Well, as for candidate utility correlating to voter utility, you can just use a 1D or 2D issue space, and have the candidates prefer each other as voters prefer candidates.


#25

Here is a worked through example (warning - long, boring, and some steps are skipped/slightly off):

3 winners, 7 candidates: Extremely Liberal (el), Very Liberal (vl), Liberal (l), Moderate, Conservative, Very Conservative, Extremely Conservative

Votes: el 20%, vl 16%, l 10%, m 10%, c 14%, vc 10%, ec 20%

We want the following winners: Very Liberal, Moderate, and Very Conservative

The current winners (cw), as measured by which 3 candidates have the most votes after a turn: el, vl, ec

To start off, let’s have multiple candidates offer votes at once.
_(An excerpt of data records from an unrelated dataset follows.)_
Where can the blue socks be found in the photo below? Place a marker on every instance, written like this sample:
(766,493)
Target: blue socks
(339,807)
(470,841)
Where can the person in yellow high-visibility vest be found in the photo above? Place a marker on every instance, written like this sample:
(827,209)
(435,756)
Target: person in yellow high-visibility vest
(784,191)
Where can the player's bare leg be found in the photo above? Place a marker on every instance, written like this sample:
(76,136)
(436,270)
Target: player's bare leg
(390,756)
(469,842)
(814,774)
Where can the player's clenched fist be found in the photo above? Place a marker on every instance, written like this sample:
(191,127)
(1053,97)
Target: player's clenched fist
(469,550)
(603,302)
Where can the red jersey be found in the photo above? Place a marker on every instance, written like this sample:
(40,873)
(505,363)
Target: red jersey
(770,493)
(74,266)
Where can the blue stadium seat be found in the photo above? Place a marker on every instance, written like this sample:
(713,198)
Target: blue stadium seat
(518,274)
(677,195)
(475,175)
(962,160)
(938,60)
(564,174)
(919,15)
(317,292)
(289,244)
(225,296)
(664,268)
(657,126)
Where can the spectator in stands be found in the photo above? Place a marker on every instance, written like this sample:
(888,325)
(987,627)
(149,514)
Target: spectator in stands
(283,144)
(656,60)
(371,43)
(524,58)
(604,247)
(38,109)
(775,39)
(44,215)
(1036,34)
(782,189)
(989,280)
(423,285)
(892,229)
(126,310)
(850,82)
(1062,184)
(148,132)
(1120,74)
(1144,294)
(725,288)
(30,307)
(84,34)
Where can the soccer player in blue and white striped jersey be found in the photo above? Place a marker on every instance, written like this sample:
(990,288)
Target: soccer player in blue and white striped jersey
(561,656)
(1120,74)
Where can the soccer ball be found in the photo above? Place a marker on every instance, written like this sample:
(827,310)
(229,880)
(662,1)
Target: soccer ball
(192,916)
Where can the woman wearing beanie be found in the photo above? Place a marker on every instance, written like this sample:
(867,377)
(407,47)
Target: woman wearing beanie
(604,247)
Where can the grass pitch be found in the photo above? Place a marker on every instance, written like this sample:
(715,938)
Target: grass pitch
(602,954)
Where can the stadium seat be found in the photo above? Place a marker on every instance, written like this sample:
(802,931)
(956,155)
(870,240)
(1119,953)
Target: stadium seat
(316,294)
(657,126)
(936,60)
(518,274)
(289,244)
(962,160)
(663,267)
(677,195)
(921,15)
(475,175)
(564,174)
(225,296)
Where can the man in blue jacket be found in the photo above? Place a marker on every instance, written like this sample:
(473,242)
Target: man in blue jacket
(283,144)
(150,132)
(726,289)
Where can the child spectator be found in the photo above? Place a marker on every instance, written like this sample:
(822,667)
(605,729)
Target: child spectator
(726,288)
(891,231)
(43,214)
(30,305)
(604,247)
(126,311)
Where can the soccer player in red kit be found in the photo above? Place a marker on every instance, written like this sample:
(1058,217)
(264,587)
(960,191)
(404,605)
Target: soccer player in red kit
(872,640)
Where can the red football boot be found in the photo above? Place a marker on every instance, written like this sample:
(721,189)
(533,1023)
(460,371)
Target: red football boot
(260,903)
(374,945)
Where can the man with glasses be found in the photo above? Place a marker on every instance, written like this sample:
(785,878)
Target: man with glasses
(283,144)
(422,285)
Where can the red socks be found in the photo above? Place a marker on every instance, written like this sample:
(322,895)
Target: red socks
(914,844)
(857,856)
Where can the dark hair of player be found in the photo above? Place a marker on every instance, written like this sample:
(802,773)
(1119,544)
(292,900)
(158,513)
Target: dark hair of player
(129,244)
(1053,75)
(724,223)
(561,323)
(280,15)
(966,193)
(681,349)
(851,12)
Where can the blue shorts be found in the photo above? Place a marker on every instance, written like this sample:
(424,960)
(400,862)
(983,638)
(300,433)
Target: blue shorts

Each candidate’s first preference is themselves, followed by the extremist of “their side”, then the other side, etc. The Moderate starts by favoring themselves then the Conservative.

Decisions made by current losers: l prefers vl, m prefers c, c prefers vc, vc prefers ec

el 20%, vl 26%, l 0%, m 0%, c 10%, vc 14%, ec 30%

Current winners (cw) - el, vl, ec

m prefers vc, c prefers ec

el 20%, vl 26%, c 0%, vc 10%, ec 44%

cw - el, vl, ec

m prefers ec

el 20%, vl 26%, vc 0%, ec 54%

cw - el, vl, ec

Now that we’re left with only 3 candidates with votes, we can run sequential checks - is there any candidate who is “worst-off” i.e. they lack the most possible representation among the winners?

m prefers c>l>vc>vl

el 20%, vl 26%, c 10%, ec 44%

cw - el, vl, ec

c prefers c>vc>m>ec

el 20%, vl 26%, c 24%, ec 30%

cw - vl, c, ec

m prefers l>vc>vl

el 20%, vl 26%, l 10%, c 14%, ec 30%

cw - el, vl, ec

m prefers vc>vl

el 20%, vl 26%, c 14%, vc 10%, ec 30%

cw - el, vl, ec

c prefers vc>m>ec

el 20%, vl 26%, vc 24%, ec 30%

cw - vl, vc, ec

m prefers c>l>vc>vl

el 20%, vl 26%, c 10%, vc 14%, ec 30%

cw - el, vl, ec

m prefers l>vc>vl

el 20%, vl 26%, l 10%, vc 14%, ec 30%

cw - el, vl, ec

m prefers vc>vl

el 20%, vl 26%, vc 24%, ec 30%

cw - vl, vc, ec

el prefers l>m>c>vc

el 0%, vl 26%, l 20%, vc 24%, ec 30%

cw - vl, vc, ec

el prefers m>c>vc

el 0%, vl 26%, m 20%, vc 24%, ec 30%

el prefers c>vc

el 0%, vl 26%, c 20%, vc 24%, ec 30%

l prefers m>vl

vl 16%, m 10%, c 20%, vc 24%, ec 30%

cw - c, vc, ec

el prefers vl>l>m>c

vl 36%, m 10%, c 0%, vc 24%, ec 30%

cw - vl, vc, ec

m prefers m>all others

vl 36%, m 20%, vc 14%, ec 30%

cw - vl, m, ec

After skipping a few steps…

vc prefers vc>all others

vl 36%, m 20%, vc 24%, ec 20%

cw - vl, m, vc

This is our desired winner set! Are there any candidates who can safely change this?

el can’t shift votes without hurting vl, and vl is el’s highest viable preference

same for vl

l can’t shift votes without hurting m, and m and vl are l’s highest viable preferences

c can’t shift votes without hurting vc, and m and vc are c’s highest viable preferences

ec can’t shift votes and change the outcome, without helping to elect a lower preference over a higher preference!

Keep in mind, in some simulations the candidates may wish to split their votes i.e. vc gives 5% of their votes to c, and 15% of their votes to ec.